March 27: Horse Girl, Free Range (Arts at the Armory, Somerville)
The story on Chicago’s Horsegirl for a while was “Wow, they’re really young but still write great pop songs. That’s weird!” It’s a story that’s at least as old as Mozart playing all the European courts as a child prodigy. It’s a boring story, though, and the grist doesn’t really hit the mill until one of two things happen. Either the novelty wears off (“I guess the songs were never that good”) or the artist starts to turn the corner into a mature version of themselves in which age no longer counts as anything worth counting. When I heard the band at Solid Sound last summer, I heard a band that was turning the corner. The new album “Phonetics On and On” is an indie rock banger. Fellow Chicagoan Free Range opens.
March 28: The Weather Station (The Sinclair, Cambridge)

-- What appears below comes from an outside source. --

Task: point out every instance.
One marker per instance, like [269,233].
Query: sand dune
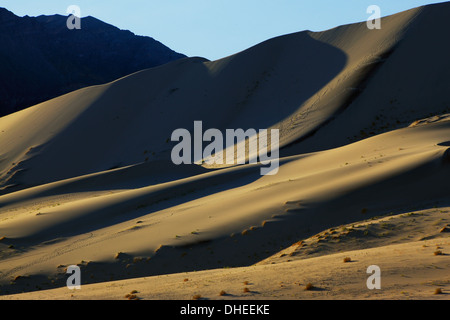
[86,178]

A collection of fan remarks about The Weather Station’s latest LP “Humanhood”: “God, what an album.” [ed. God has nothing to do with it.] “Like listening in on someone else’s thought, accompanied by beautiful music.” [ed. This sounds like a “Twilight Zone” episode.] “[The track] ‘Sewing’ sparsely captures the essence of life – the back and forth, the ups and the downs, There is close intimacy here but also endless space. Everything has its place. Thanks for letting me in.” [ed. Songwriter and vocalist Tamara Lindeman has been sparsely capturing the essence of life since her debut EP in 2008. Earlier than that, if you count her work as a child actor in Canada.] “Superb, atmospheric, beautiful, moving. Cannot recommend highly enough – if you’re interested enough to be reading through reviews here, don’t read any further without the album on in the background – you’ll soon find yourself at the checkout buying a copy.” [ed. Was this written by the artist’s mother?] “Cannot wait to see these songs performed live.” [ed. The wait will soon be over.”]
Live: Otis Shanty at New Colossus

In a column at the end of February, I dedicated a few words to the idea that a central feature of what makes a local arts community strong is its willingness and capacity for inviting in what is not local, being a good host, connecting what’s inside our borders with what’s outside.
In that spirit, let me append here a brief live review of local band Otis Shanty, which performed at the New Colossus music festival on the Lower East Side of New York City at the start of March, along with a few other local artists such as Winkler, The Croaks and Worcester’s Mister Motivation.
“Somerville’s Otis Shanty peppered their set with new material. What counts as ‘new’? Anything after their superlative EP ‘Early Bird,’ and for sure after their LP ‘Up On The Hill.’ The indie rockers have a quietly sophisticated approach, using their four-piece to mix sound textures like paints on a palette. Lead singer and multi-instrumentalist (chiefly synth, with the occasional trumpet cameo) Sadye Bobbette split time with other voices on one or two of the newer tunes. Shanty Town is neither Licksville, Riffopolis, Hook City nor Earworm Central. You are not going to be chanting their signature melodies after your team scores a touchdown at the Big Game. They have their golden moments, though, and win you over through an accumulation of small Sunday morning epiphanies.”
The review is part of a comprehensive recap of the six-day event posted in full at Hump Day News. A particularly beautiful part of the festival is how it unfolds across a number of small clubs instead of a single central location. Not unlike the sublime sprawl of the Boston Celtic Music Festival or Nice, A Fest. If local bands want a crash course in the Lower East Side club scene, scoring a gig at New Colossus is a pretty good start.
Michael Gutierrez is an author, educator, activist and editor-in-chief at Hump Day News.